With the emergence of large e-infrastructures and the widespread adoption of the Service Oriented Architecture (SOA) paradigm, more and more language technology is being made available through web services. Extending such services to linguistic processing pipelines, tool evaluation or LR production and validation involves considering both the methodologies and technical aspects specific to the application domains.
Distributed architectures such as web services allow communication and data exchange between applications. They are a suitable instrument for automatic, less often semi-automatic, tool evaluation as well as resource production processes both for practical and conceptual reasons. At a practical level, web services support quick results, centralised data storage, remote access etc.; at a conceptual level, they allow for the combination of more than one processing components that may be located on different sites. Such processing pipelines are set up to tackle a particular analysis task. To support these, new techniques have to be developed that organise well-established practices into workflows and support the exchange of data by standards and open tool architectures.
The workshop focuses on current uses and best practices for the deployment of web services and web interfaces in the HLT domain, including processing pipelines, LR production and validation, and evaluation of tools. It highlights relevant aspects for the integration of linguistic or evaluation web services within infrastructures (e.g. authorisation and authentication, service registries) and infrastructural requirements (e.g. interface harmonisation, metadata generation). The workshop also aims at demonstrating different approaches on how to combine linguistic web services into a composite web service.
The expected outcome of the workshop is a comparison of the practices in architectures and processing pipelines that people build and discussion of the issues involved.

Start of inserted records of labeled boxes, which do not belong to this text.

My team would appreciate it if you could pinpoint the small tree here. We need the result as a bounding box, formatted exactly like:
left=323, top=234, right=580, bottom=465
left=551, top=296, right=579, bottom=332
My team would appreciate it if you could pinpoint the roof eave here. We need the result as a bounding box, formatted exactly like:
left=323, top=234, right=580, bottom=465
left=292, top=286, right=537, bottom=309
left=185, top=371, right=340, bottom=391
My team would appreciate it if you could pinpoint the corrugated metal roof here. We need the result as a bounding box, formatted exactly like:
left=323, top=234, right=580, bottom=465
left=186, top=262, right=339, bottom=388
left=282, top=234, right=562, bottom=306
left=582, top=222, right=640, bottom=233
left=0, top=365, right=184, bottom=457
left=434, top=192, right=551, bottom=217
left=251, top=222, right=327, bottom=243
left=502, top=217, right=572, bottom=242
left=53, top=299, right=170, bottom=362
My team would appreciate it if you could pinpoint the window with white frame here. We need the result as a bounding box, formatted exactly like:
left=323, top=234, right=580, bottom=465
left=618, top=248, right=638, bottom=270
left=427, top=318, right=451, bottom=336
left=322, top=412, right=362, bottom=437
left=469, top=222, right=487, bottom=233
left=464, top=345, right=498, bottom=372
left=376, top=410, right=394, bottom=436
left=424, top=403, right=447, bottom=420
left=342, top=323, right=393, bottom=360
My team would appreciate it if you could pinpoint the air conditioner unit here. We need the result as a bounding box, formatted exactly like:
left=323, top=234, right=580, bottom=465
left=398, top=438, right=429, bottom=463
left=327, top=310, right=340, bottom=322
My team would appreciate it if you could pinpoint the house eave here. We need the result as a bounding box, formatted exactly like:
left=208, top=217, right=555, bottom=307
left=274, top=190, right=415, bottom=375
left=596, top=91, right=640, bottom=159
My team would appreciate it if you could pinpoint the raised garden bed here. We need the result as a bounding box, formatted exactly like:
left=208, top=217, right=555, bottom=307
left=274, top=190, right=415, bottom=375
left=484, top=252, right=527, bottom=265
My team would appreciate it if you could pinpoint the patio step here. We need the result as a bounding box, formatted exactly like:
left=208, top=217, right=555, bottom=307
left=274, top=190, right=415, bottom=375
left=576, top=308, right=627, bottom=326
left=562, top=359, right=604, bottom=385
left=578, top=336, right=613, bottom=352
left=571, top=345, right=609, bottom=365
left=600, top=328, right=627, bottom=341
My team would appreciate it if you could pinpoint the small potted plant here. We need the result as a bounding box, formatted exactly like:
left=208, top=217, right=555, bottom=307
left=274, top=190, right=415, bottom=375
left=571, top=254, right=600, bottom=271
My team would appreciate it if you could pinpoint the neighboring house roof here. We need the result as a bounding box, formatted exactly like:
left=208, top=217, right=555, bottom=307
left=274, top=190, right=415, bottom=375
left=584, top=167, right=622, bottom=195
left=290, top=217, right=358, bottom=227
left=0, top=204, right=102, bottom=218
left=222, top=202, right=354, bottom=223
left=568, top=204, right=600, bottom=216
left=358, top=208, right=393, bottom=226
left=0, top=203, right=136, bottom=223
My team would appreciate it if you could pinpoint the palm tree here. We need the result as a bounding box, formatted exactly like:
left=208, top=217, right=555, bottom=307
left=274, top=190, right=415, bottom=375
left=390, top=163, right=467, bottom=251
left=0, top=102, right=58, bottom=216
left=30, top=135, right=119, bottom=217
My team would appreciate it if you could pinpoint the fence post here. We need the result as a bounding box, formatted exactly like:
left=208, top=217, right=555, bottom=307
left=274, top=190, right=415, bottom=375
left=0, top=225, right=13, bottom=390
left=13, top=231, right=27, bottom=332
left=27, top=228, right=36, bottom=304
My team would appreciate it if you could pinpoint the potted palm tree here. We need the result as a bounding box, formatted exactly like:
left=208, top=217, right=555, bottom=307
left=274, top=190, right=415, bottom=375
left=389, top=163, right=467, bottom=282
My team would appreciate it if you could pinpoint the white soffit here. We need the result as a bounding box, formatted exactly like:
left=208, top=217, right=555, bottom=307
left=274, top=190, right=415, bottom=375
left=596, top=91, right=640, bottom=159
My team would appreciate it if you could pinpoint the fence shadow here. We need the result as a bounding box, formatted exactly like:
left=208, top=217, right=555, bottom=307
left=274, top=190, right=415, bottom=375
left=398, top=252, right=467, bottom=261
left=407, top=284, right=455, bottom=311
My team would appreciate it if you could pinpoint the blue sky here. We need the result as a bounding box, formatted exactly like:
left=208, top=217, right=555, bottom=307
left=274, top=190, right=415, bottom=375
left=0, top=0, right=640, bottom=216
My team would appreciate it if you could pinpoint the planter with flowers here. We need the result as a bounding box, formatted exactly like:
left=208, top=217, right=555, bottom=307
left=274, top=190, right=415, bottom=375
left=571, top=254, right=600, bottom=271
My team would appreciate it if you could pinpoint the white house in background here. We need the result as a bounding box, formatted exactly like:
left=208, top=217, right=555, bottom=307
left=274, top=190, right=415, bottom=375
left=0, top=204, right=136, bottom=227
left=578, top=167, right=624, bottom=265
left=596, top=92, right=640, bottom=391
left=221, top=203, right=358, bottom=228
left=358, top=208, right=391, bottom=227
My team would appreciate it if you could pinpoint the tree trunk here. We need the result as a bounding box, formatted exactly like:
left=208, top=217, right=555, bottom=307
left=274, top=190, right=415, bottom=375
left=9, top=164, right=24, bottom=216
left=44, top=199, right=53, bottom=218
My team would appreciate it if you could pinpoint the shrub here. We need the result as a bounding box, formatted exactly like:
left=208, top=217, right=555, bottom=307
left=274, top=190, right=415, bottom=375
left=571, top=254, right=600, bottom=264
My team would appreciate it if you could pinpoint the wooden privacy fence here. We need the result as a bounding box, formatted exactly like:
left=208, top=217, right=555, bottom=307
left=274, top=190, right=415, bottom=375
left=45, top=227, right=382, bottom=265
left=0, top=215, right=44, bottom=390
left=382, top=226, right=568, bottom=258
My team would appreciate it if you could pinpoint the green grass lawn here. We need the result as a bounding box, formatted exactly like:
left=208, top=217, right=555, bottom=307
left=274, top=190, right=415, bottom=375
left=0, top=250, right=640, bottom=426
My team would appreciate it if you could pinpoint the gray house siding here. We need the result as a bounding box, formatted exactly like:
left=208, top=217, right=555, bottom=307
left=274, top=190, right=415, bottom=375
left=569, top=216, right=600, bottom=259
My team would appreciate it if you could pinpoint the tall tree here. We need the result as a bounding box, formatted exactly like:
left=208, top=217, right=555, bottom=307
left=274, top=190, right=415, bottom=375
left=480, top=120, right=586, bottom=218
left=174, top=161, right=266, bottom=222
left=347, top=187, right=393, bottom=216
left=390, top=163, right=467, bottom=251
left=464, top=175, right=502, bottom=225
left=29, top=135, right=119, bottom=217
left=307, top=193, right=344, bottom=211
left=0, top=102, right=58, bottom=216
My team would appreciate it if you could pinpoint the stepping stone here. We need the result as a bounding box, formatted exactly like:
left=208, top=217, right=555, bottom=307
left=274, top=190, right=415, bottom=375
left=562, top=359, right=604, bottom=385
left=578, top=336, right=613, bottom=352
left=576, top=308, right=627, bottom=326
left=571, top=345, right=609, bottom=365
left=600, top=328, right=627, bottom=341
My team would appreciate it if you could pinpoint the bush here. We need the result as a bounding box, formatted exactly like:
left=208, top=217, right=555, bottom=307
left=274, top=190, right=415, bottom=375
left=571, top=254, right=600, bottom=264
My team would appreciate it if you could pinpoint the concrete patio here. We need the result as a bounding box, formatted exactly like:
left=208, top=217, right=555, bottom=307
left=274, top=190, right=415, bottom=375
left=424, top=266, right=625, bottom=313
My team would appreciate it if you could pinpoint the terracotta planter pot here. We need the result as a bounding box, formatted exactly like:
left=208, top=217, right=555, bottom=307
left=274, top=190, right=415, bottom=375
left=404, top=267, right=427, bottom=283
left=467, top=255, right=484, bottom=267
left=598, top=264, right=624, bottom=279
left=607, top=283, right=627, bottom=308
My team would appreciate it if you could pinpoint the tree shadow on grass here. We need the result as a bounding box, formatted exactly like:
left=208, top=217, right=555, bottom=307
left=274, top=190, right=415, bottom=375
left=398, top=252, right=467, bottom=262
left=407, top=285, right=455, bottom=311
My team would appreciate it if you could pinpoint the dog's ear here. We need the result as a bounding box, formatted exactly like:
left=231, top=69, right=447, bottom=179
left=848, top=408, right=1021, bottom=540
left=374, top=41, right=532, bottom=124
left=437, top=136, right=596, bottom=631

Topics of interest include, but are not limited to:
Technical aspects: approaches, protocols, management of huge amounts of data, data structures and formats, performance, manual components (e.g. annotation or evaluation), composition and configuration, interoperability, security, monitoring and recovery strategies, standardisation of APIs, tools and frameworks supporting HLT services deployment, architectures.
Scientific aspects: influence of web services on evaluation or resource production, meta-evaluation / validation of architectures, annotation agreements, needs for tools evaluation and resource production, status of the data produced.
Commercial aspects: licensing, privacy, advertising, brokering, business possibilities, challenges, exploitation of the resulting data.